Using a process called lap, the yarn is turned into a sheet, which is then passed through a machine to be turned into sliver. The sliver is what gets turned into yarn thread, which is then used with cotton thread to weave fabric on a handloom machine. According to Sitha, who operates the machine, weaving a yard of fabric takes around half an hour.
“The cotton yarn is placed lengthways and the banana yarn is placed across. It’s with this mix that fabric is spun,” she said.
A collection made out of banana fabric, designed by SLITA Visiting Lecturer in processing Gayani Dulanga, was displayed at the Intex South Asia 2018 exhibition. The inspiration for the collection, from designs to colours, came from various stages of the banana plant.

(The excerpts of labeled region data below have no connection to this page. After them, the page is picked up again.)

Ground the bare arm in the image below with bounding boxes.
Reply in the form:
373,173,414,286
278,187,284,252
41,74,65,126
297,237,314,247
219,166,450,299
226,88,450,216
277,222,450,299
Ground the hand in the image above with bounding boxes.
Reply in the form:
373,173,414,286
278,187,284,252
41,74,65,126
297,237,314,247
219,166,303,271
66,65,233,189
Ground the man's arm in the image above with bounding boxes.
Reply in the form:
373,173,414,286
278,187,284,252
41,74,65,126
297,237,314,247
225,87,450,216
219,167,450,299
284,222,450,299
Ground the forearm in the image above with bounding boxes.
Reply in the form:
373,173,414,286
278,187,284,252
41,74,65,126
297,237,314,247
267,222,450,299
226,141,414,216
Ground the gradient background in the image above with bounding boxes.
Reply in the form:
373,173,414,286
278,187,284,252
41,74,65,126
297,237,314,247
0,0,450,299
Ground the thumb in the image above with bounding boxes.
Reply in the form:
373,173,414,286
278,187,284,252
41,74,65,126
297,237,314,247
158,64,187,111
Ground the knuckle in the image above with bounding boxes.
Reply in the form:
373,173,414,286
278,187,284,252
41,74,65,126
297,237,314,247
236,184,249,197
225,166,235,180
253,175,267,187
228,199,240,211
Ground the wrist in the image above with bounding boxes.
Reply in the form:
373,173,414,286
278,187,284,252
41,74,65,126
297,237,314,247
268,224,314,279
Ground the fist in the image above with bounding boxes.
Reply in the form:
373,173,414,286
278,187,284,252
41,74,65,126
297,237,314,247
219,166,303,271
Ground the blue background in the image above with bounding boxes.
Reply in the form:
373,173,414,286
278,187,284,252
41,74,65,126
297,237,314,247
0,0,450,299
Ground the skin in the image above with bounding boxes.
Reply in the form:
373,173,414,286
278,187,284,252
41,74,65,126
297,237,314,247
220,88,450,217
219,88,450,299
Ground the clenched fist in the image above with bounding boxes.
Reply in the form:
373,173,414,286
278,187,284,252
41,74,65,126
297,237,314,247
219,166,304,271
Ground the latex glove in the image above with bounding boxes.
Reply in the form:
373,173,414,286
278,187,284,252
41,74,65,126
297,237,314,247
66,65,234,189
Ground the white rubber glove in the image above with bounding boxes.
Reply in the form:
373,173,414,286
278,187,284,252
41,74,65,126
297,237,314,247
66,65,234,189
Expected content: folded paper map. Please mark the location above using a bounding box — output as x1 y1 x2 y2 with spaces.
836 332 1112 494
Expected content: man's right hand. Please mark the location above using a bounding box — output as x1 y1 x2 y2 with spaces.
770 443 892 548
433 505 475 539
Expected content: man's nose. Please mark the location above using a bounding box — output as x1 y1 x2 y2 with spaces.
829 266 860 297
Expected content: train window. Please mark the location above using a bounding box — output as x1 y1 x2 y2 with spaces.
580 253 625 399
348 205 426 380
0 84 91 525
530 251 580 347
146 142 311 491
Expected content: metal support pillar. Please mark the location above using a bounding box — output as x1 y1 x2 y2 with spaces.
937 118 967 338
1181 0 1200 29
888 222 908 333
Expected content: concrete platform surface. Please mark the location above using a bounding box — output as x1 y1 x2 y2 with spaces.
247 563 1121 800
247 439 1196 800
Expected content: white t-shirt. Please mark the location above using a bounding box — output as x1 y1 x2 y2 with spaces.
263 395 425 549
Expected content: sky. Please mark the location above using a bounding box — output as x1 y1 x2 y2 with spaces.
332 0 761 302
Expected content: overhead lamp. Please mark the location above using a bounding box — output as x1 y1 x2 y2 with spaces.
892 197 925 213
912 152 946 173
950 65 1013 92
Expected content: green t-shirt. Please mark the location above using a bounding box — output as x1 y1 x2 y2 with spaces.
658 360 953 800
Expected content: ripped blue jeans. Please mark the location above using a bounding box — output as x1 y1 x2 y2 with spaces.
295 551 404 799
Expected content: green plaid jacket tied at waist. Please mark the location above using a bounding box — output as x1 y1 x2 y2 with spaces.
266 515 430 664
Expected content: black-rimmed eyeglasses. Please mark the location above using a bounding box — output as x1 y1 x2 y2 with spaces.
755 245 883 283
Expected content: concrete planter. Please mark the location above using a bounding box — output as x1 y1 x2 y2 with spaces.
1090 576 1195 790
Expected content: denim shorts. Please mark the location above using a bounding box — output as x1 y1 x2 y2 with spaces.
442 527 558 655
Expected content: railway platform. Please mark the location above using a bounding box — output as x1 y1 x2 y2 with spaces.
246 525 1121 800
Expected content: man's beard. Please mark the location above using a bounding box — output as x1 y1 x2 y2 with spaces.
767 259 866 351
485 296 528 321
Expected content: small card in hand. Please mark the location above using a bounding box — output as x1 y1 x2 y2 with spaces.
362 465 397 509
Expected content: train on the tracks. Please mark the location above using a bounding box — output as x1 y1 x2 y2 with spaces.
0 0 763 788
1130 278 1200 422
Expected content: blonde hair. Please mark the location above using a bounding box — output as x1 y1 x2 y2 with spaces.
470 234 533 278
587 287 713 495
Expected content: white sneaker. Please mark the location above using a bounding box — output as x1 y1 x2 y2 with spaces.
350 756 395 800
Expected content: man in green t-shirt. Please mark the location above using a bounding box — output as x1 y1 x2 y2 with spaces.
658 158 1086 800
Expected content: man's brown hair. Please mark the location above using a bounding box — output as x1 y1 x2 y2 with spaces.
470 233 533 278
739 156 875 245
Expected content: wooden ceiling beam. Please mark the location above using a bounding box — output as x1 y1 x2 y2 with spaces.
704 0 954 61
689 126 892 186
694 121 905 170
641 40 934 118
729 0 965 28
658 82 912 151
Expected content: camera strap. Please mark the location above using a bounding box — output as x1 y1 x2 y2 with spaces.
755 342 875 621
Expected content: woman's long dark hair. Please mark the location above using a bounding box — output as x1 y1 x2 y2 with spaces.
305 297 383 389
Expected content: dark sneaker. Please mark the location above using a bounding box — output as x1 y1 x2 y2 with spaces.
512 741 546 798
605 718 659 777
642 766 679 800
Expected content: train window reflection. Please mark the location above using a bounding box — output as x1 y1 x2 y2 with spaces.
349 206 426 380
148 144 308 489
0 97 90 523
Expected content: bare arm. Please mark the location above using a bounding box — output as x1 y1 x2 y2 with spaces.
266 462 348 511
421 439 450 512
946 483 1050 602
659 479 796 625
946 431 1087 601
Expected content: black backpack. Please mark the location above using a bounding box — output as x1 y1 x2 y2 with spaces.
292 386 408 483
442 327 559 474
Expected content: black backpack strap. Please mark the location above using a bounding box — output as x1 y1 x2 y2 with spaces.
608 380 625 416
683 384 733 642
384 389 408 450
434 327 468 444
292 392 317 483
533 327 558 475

"If farmers can extract fibres out from the stem, they can generate more than 500 per annum – Mumthas"
Just the beginning
While banana yarn and cotton mixed fabric may seem like the final product of the research conducted, the committee is not ready to put a stop to their efforts just yet. According to Mumthas, the research is still progressing and the committee aims to manufacture a 100% banana yarn fabric.

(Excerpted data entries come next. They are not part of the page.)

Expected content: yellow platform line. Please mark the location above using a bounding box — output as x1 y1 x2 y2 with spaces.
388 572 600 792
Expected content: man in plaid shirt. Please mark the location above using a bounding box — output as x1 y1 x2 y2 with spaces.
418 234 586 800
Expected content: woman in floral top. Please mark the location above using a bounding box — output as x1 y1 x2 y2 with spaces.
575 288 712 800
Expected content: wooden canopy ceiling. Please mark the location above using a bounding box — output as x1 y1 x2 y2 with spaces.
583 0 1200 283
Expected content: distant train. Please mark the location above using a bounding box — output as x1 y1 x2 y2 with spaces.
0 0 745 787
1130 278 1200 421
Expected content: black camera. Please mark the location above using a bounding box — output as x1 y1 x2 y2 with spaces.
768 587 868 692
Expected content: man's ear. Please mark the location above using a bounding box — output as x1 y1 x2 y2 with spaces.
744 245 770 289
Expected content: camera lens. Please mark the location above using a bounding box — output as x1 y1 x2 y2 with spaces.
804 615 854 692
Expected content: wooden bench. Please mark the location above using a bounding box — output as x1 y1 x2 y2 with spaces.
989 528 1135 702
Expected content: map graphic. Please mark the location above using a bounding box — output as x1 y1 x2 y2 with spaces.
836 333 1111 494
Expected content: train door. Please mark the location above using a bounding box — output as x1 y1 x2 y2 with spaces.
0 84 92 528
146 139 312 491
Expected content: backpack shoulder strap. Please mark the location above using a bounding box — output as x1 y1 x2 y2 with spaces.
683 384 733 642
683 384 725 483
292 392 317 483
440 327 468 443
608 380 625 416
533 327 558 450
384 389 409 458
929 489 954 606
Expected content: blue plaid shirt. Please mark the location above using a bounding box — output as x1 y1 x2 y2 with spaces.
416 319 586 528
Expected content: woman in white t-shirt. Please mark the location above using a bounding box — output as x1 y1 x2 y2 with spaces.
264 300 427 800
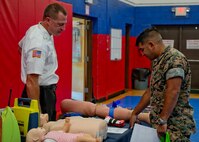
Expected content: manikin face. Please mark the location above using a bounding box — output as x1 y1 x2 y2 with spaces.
47 12 67 35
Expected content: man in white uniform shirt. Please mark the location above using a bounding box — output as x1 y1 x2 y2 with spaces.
19 3 67 120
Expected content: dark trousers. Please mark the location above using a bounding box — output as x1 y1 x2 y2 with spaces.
22 84 56 121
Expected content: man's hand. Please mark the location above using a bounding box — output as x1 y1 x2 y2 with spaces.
130 113 137 128
157 124 167 138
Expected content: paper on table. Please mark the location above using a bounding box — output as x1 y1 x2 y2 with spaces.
107 127 128 134
130 124 160 142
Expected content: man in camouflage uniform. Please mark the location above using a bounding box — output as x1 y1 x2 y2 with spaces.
130 28 195 142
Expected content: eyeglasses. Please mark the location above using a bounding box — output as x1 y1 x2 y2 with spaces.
49 17 67 27
138 48 144 56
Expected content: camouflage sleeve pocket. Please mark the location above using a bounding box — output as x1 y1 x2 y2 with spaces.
166 68 184 80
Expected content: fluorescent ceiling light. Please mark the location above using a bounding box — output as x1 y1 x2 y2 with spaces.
119 0 199 6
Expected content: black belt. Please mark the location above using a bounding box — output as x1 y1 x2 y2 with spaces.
40 84 57 90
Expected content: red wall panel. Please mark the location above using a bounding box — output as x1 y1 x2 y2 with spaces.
92 34 124 99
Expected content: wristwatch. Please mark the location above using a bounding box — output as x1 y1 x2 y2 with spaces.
158 118 167 125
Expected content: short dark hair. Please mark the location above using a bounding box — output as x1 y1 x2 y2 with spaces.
136 27 160 46
43 3 67 19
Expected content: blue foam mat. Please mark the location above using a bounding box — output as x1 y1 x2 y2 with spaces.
108 96 199 142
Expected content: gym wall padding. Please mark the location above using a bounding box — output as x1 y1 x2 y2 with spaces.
0 0 72 110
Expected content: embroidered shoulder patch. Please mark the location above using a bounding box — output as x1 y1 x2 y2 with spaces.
32 50 41 58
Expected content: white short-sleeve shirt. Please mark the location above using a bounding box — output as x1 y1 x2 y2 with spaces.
19 23 59 85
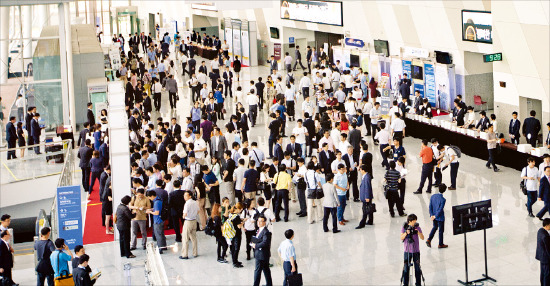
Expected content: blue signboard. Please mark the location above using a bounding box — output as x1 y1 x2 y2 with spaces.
403 60 412 78
414 82 424 98
57 186 83 249
345 38 365 48
424 64 436 106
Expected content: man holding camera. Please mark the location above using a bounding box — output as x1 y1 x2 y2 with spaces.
401 214 424 286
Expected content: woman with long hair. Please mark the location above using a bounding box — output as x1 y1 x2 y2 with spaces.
210 203 228 263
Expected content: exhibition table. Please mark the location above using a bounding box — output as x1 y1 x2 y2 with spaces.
193 45 218 60
405 118 542 171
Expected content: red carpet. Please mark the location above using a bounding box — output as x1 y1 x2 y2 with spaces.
83 175 182 244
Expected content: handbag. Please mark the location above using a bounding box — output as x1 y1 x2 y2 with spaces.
286 272 304 286
54 252 74 286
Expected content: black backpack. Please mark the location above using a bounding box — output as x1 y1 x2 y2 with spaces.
252 208 267 229
204 218 216 236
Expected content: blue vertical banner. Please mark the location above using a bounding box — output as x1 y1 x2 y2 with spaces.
57 186 83 249
414 82 424 98
403 60 412 78
424 64 436 106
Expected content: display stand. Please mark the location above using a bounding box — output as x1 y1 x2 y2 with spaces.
453 200 497 285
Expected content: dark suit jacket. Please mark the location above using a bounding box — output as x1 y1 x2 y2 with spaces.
86 109 95 126
253 227 271 260
359 173 372 202
168 190 185 216
286 143 302 160
73 267 95 286
319 150 336 173
539 175 550 204
78 146 94 168
535 227 550 264
0 239 13 269
273 143 284 163
508 119 521 138
522 117 541 138
6 121 17 144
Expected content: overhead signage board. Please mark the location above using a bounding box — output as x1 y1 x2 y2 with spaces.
281 0 344 26
462 10 493 44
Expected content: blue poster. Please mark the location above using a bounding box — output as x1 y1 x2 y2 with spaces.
57 186 83 249
414 82 424 98
424 64 436 106
403 60 412 78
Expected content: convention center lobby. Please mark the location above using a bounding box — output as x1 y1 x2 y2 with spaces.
0 0 550 286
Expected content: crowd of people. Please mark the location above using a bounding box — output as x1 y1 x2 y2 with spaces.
3 26 550 285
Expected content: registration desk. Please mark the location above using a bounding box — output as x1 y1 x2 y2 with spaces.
404 118 542 171
193 45 218 60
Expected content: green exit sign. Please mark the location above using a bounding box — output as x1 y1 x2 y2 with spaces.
483 53 502 63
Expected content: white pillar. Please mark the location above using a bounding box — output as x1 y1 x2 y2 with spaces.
0 6 10 84
21 5 33 59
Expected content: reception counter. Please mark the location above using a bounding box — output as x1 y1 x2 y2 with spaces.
405 118 542 171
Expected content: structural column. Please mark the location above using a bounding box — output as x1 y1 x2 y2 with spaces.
0 6 10 84
21 5 33 59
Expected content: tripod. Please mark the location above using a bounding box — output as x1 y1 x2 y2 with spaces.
400 236 426 286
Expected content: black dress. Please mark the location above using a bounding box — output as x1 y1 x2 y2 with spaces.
17 128 25 147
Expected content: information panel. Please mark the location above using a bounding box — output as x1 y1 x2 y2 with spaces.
281 0 343 26
462 10 493 44
57 186 82 249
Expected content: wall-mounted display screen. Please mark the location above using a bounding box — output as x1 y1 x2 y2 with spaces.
269 27 279 39
281 0 344 26
462 10 493 44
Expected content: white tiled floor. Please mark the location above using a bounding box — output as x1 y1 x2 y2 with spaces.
14 56 542 285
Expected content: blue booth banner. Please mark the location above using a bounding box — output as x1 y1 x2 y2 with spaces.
57 186 83 249
414 82 424 98
403 60 412 78
345 38 365 48
424 64 436 107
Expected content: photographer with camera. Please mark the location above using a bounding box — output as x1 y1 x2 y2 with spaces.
401 214 424 286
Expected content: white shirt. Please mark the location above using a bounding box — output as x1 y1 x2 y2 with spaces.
246 93 260 105
292 126 307 144
183 199 199 220
521 166 539 192
391 118 407 132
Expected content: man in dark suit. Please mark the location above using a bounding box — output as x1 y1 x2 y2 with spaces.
273 136 284 162
86 102 95 126
286 135 302 160
73 254 96 286
31 113 42 154
168 180 185 242
0 230 14 285
508 111 521 145
319 143 336 174
535 218 550 286
78 139 93 193
251 217 273 286
239 107 250 142
78 122 90 147
210 127 227 163
5 116 17 160
348 122 361 163
537 166 550 220
522 110 541 147
355 165 373 229
361 142 374 179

But this doesn’t mean that this step in their research is not of interest to the textile industry. According to Peries, an Invitation for Expression of Interest has been called by the Industry and Commerce Ministry.

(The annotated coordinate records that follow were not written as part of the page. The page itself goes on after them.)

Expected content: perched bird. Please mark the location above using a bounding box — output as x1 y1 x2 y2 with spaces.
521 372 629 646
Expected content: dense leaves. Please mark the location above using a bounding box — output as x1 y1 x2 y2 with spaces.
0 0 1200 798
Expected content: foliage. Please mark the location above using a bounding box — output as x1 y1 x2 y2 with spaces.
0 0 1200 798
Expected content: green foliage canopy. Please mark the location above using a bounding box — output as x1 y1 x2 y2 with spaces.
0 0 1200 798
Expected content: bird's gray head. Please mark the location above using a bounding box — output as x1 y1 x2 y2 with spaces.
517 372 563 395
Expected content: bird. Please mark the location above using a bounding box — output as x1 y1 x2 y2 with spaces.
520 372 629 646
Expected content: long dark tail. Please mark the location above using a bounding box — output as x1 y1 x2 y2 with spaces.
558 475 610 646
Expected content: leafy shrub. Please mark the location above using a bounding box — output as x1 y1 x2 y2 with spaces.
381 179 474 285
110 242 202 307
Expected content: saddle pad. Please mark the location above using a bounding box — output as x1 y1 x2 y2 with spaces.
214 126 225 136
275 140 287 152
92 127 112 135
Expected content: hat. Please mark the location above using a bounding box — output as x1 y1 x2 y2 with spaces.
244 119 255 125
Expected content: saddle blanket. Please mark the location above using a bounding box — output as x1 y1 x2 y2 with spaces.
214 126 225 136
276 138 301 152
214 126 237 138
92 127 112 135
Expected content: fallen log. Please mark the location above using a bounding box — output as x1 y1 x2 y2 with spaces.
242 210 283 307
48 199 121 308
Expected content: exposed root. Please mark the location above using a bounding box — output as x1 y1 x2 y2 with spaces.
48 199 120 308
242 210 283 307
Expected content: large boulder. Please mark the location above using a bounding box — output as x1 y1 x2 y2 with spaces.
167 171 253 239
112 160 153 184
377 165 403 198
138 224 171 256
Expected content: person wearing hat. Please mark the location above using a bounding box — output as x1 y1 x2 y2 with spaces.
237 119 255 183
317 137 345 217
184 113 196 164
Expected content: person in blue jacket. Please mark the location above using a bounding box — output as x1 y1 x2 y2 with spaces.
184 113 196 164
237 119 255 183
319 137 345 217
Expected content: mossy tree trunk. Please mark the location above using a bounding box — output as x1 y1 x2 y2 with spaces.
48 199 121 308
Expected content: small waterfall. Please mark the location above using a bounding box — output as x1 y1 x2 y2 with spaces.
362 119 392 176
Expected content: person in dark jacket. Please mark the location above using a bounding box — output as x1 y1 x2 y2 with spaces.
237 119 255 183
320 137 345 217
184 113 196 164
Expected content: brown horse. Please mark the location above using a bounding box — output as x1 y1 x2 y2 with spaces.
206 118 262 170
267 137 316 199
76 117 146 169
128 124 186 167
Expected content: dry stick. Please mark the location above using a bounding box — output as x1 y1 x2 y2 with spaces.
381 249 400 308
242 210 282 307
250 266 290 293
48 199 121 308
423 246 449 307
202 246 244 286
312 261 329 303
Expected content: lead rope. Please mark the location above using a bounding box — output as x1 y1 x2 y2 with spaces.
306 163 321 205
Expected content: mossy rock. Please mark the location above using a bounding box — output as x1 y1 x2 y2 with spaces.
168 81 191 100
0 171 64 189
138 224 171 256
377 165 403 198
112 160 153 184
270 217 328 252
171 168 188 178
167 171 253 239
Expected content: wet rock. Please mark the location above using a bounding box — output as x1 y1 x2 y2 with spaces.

“As this project was done by the Government and we undertook the research, we have the responsibility to transfer the technology,” explained Peries.
Mumthas added that interest in banana fibre and yarn has grown following various awareness sessions conducted by the team, and they are currently developing a means by which to transfer the technology in their possession. Indeed, it is this inability to transfer the technology that has seen the technology on banana fibre extraction available in the Philippines remain inaccessible to Sri Lanka.
In a positive development, Mumthas shared that the process of distributing banana fibre extraction machines has now begun.
“If farmers can extract fibres out from the stem, they can generate more than $ 500 per annum,” she added.
As it stands, there is a demand for banana fibre, especially when it comes to making crafts to be sold to foreign markets, but there is a lack of supply. In order to make banana yarn or fabric commercially viable, investment in spinning machines is essential.
With the right amount of investment and development, banana yarn can hopefully go from simply being a research project conducted by SLITA in collaboration with the Industry and Commerce Ministry and Moratuwa University, to an eco-friendly sustainable product that boosts Sri Lanka’s textile industry.